In Part 2 (and possibly a Part 3) of this series I will look in more detail at differences between the two platforms as they pertain to porting one to the other, with a view to highlighting difficulties, opportunities and workarounds. I will also address the question of porting’s impact on your consumers. This will give you a start at assessing the challenge of doing so, should you be convinced it is worth considering.
If you have a short-term need and can’t wait for Part 2, feel free to reach out via the Comments section and I will help if I can.
When SSASm was originally designed in the mid-late 1990’s, the per-Gb cost of disk was a small fraction of that for memory. In addition, CPU and OS architectures (32-bit limitations were still prevalent), along with memory economics, limited total memory to a small fraction of what was, as a practical matter, unlimited disk storage. SSASm was architected with these realities of the time in mind, so while it leverages memory and compression as much as possible, its design is and had to be fundamentally disk-oriented. While this has potential query performance implications, it also means SSASm can handle huge amounts of data – the largest documented example being 24 Tb, compressed from a 2 Pb source at Yahoo.

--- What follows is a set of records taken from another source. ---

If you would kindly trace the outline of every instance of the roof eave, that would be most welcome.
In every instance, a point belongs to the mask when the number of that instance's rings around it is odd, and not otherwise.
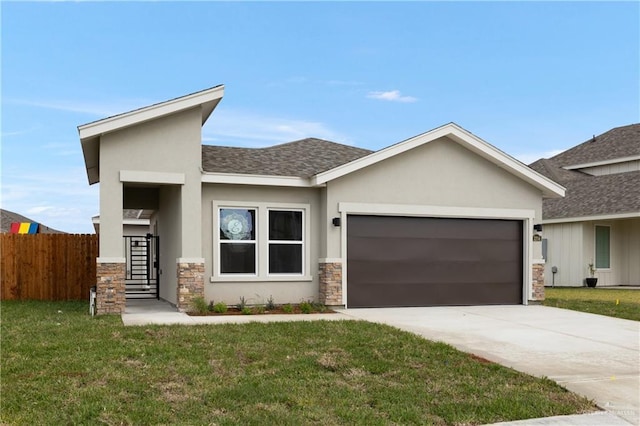
[[[627,212],[627,213],[609,213],[609,214],[600,214],[600,215],[591,215],[591,216],[572,216],[572,217],[542,219],[542,224],[552,225],[556,223],[591,222],[591,221],[598,221],[598,220],[616,220],[616,219],[633,219],[633,218],[640,218],[640,211]]]
[[[357,170],[376,164],[380,161],[386,160],[387,158],[396,156],[442,137],[453,139],[457,143],[460,143],[470,149],[472,152],[535,186],[540,189],[543,197],[545,198],[561,198],[565,195],[565,188],[563,186],[527,167],[525,164],[500,151],[455,123],[445,124],[444,126],[437,127],[426,133],[414,136],[413,138],[407,139],[380,151],[376,151],[365,157],[358,158],[331,170],[327,170],[326,172],[318,173],[311,178],[311,184],[326,184],[331,180],[353,173]]]
[[[89,184],[100,181],[100,136],[195,107],[200,107],[204,125],[223,96],[224,85],[219,85],[78,126]]]

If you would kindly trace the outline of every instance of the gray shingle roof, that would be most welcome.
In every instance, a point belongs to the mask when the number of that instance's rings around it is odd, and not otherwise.
[[[640,124],[616,127],[555,157],[562,167],[640,155]]]
[[[202,146],[205,172],[308,178],[373,151],[307,138],[268,148]]]
[[[640,124],[616,127],[550,159],[529,167],[567,189],[566,196],[545,199],[544,219],[640,213],[640,171],[592,176],[563,167],[640,155]]]

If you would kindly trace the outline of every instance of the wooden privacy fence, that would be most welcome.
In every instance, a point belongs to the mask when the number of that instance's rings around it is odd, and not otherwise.
[[[2,300],[88,299],[98,236],[0,234]]]

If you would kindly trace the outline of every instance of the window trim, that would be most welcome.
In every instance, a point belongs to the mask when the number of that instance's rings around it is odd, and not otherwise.
[[[306,282],[313,281],[310,274],[311,264],[311,205],[306,203],[278,203],[214,200],[212,205],[212,283],[231,282]],[[220,273],[220,208],[239,208],[256,210],[256,274],[221,274]],[[269,210],[301,210],[303,227],[302,274],[269,274]],[[264,224],[266,223],[266,226]]]
[[[307,228],[306,225],[306,214],[305,214],[305,210],[304,209],[299,209],[299,208],[282,208],[282,207],[269,207],[267,208],[267,228],[269,228],[269,222],[270,222],[270,218],[269,218],[269,213],[271,213],[272,211],[280,211],[280,212],[300,212],[302,213],[302,235],[301,235],[301,240],[272,240],[271,238],[269,238],[269,230],[267,229],[267,276],[269,277],[303,277],[306,274],[306,270],[307,268],[306,266],[306,261],[305,261],[305,246],[306,246],[306,233],[305,233],[305,229]],[[301,272],[270,272],[269,271],[269,262],[270,262],[270,257],[269,257],[269,249],[271,248],[272,244],[282,244],[282,245],[299,245],[301,250],[302,250],[302,265],[301,265]]]
[[[608,268],[600,268],[598,267],[598,231],[597,228],[608,228],[609,229],[609,267]],[[611,271],[611,225],[603,225],[597,224],[593,225],[593,264],[597,271]]]

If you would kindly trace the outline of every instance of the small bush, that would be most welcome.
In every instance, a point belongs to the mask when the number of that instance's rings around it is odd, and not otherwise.
[[[213,306],[213,312],[216,314],[224,314],[227,312],[227,305],[223,302],[218,302]]]
[[[191,299],[191,307],[198,314],[206,314],[209,311],[209,304],[202,296]]]
[[[327,312],[327,307],[325,305],[323,305],[322,303],[313,303],[313,310],[314,312],[320,312],[321,314]]]
[[[240,311],[244,311],[244,308],[247,306],[247,299],[244,296],[240,296],[240,302],[236,305],[236,308]]]
[[[311,302],[308,302],[306,300],[303,302],[300,302],[299,307],[300,307],[300,311],[303,314],[310,314],[311,312],[313,312],[313,305],[311,304]]]
[[[242,308],[241,311],[242,311],[242,315],[251,315],[253,313],[251,308],[248,306],[245,306],[244,308]]]
[[[291,305],[291,303],[287,303],[286,305],[282,305],[282,311],[285,314],[292,314],[293,313],[293,306]]]
[[[253,313],[254,314],[264,314],[265,308],[264,305],[256,305],[253,307]]]
[[[267,311],[273,311],[276,308],[276,304],[273,301],[273,296],[269,296],[265,307],[267,308]]]
[[[211,300],[209,302],[209,306],[207,306],[207,309],[209,310],[209,312],[213,312],[215,305],[213,304],[213,300]]]

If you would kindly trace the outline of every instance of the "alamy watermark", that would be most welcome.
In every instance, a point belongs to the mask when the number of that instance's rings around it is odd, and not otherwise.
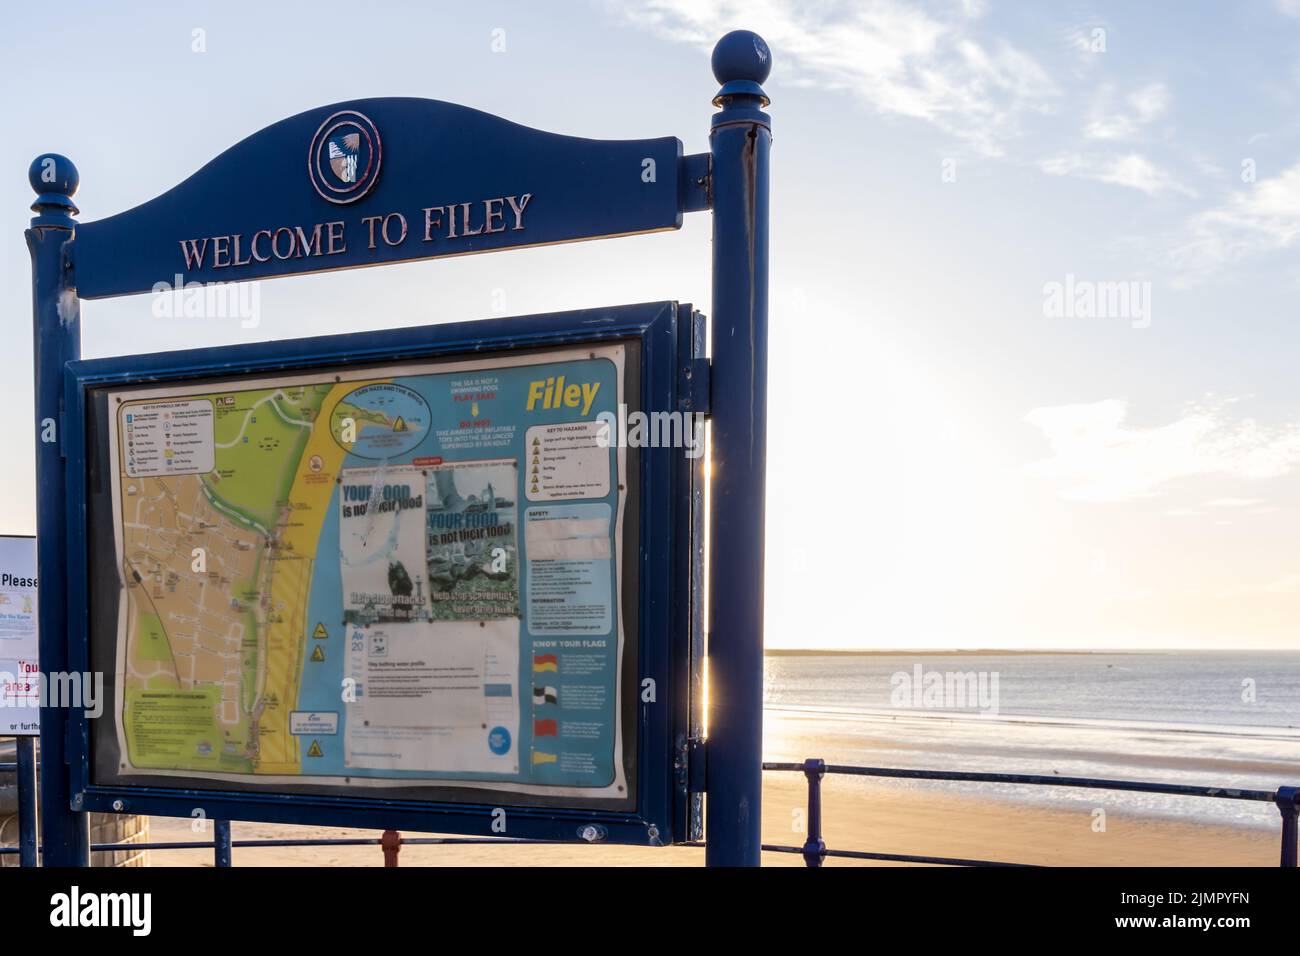
[[[997,671],[933,671],[920,664],[889,678],[889,704],[906,710],[974,710],[998,713]]]
[[[153,928],[152,893],[96,893],[75,884],[50,897],[50,925],[119,927],[133,936],[148,936]]]
[[[0,708],[58,707],[92,720],[104,713],[103,671],[0,671],[0,689]]]
[[[596,444],[601,448],[683,448],[687,458],[704,454],[704,420],[700,412],[629,412],[596,416]]]
[[[1151,283],[1094,282],[1068,273],[1043,284],[1043,315],[1049,319],[1128,319],[1135,329],[1151,325]]]
[[[156,319],[239,319],[240,328],[255,329],[262,322],[260,282],[186,282],[177,273],[175,283],[155,282],[153,315]]]

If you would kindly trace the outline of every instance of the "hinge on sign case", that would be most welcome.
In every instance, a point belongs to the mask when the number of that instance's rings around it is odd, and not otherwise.
[[[678,405],[683,412],[709,414],[711,402],[712,375],[709,360],[706,358],[687,359],[678,377]]]

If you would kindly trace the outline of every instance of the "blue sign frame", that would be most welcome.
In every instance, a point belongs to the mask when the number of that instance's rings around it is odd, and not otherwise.
[[[693,839],[698,833],[688,810],[698,810],[707,792],[706,861],[757,865],[771,148],[769,101],[761,84],[771,72],[771,52],[756,34],[733,31],[718,41],[712,67],[721,84],[712,97],[719,109],[708,152],[694,155],[683,155],[673,137],[578,139],[431,100],[358,100],[274,124],[156,199],[84,225],[74,218],[76,167],[55,153],[38,156],[28,172],[37,196],[26,238],[32,257],[42,671],[67,673],[84,668],[88,659],[84,400],[95,383],[361,361],[373,357],[374,349],[433,355],[444,348],[520,348],[539,337],[591,341],[623,328],[644,339],[646,361],[654,356],[644,380],[655,391],[647,397],[656,404],[681,403],[647,407],[710,415],[706,587],[712,709],[706,739],[688,686],[700,679],[702,661],[682,644],[692,629],[706,624],[698,593],[703,589],[694,588],[703,559],[697,547],[683,544],[703,541],[702,489],[684,456],[672,465],[664,454],[646,455],[644,461],[654,465],[643,466],[643,491],[672,517],[663,526],[643,527],[650,535],[643,545],[654,546],[641,555],[648,590],[640,614],[651,630],[671,640],[640,663],[671,675],[675,717],[641,721],[651,730],[641,744],[649,750],[639,770],[647,779],[644,788],[638,784],[637,812],[601,825],[608,825],[611,840]],[[713,227],[708,360],[700,358],[699,323],[660,304],[77,361],[82,298],[671,230],[685,213],[704,211],[711,213]],[[692,512],[696,521],[687,527]],[[644,509],[647,516],[653,513]],[[669,689],[659,686],[661,694]],[[84,721],[55,704],[43,707],[46,865],[87,864],[90,809],[188,816],[194,807],[211,807],[214,817],[482,832],[481,807],[423,812],[395,801],[325,801],[301,794],[249,798],[205,790],[196,801],[191,793],[165,788],[104,792],[90,783],[87,757]],[[523,823],[512,835],[546,839],[569,839],[576,822],[593,819],[589,812],[516,813]],[[688,819],[690,832],[684,829]]]
[[[86,475],[88,416],[93,389],[150,382],[299,372],[376,362],[489,354],[564,345],[635,340],[639,343],[640,395],[637,407],[678,407],[681,361],[692,358],[693,313],[673,302],[589,309],[551,315],[490,319],[378,334],[323,336],[269,344],[236,345],[188,352],[70,362],[66,366],[64,428],[68,443],[68,633],[73,671],[89,672],[91,554],[87,535]],[[506,835],[529,839],[577,840],[589,826],[616,843],[660,845],[686,839],[687,779],[672,771],[684,759],[688,731],[687,673],[690,626],[691,474],[680,450],[642,449],[639,456],[639,561],[625,578],[639,583],[637,686],[651,678],[653,704],[638,707],[636,809],[631,813],[515,806],[503,794],[496,802],[454,804],[409,799],[252,793],[164,786],[99,786],[94,783],[90,720],[81,711],[68,717],[72,803],[78,810],[129,812],[276,823],[367,826],[432,832],[500,835],[493,810],[508,811]],[[629,480],[634,480],[629,476]],[[686,483],[683,485],[683,483]],[[670,556],[671,560],[663,560]],[[111,719],[111,715],[104,715]],[[627,728],[631,730],[632,728]],[[255,781],[254,781],[255,782]]]

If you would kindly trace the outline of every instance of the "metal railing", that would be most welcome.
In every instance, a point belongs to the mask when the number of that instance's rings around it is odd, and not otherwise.
[[[1133,793],[1159,793],[1183,797],[1209,797],[1216,800],[1252,800],[1272,803],[1282,814],[1281,866],[1297,863],[1297,815],[1300,812],[1300,789],[1278,787],[1276,790],[1241,790],[1230,787],[1198,787],[1178,783],[1150,783],[1141,780],[1108,780],[1103,777],[1061,777],[1056,774],[976,773],[961,770],[894,770],[888,767],[852,767],[828,764],[823,760],[803,763],[768,763],[764,770],[802,773],[808,780],[808,837],[801,847],[764,844],[771,853],[800,853],[808,866],[821,866],[827,857],[852,860],[881,860],[891,863],[928,863],[939,866],[1029,866],[995,860],[965,860],[954,857],[918,856],[908,853],[869,853],[862,850],[831,850],[822,839],[822,778],[828,773],[854,777],[893,777],[905,780],[949,780],[961,783],[1007,783],[1040,787],[1076,787],[1087,790],[1126,790]]]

In contrast, SSASt leverages the realities of when it was born, namely columnar/bitmapped database technology, much cheaper memory, and much higher limits on address space size in Windows Server, and implements a fully in-memory architecture. Since all the data must fit in memory at once, this imposes an upper limit, even with today’s economics, on the data volume SSASt can handle which is still orders of magnitude lower than SSASm. At the same time, SSASt has possible query performance orders of magnitude faster than SSASm could ever achieve, enabling applications previously not practical.
Microsoft’s positioning of the two products as complementary is thus credible, but in practice this may only really apply to edge cases so few in number as to not impact product direction.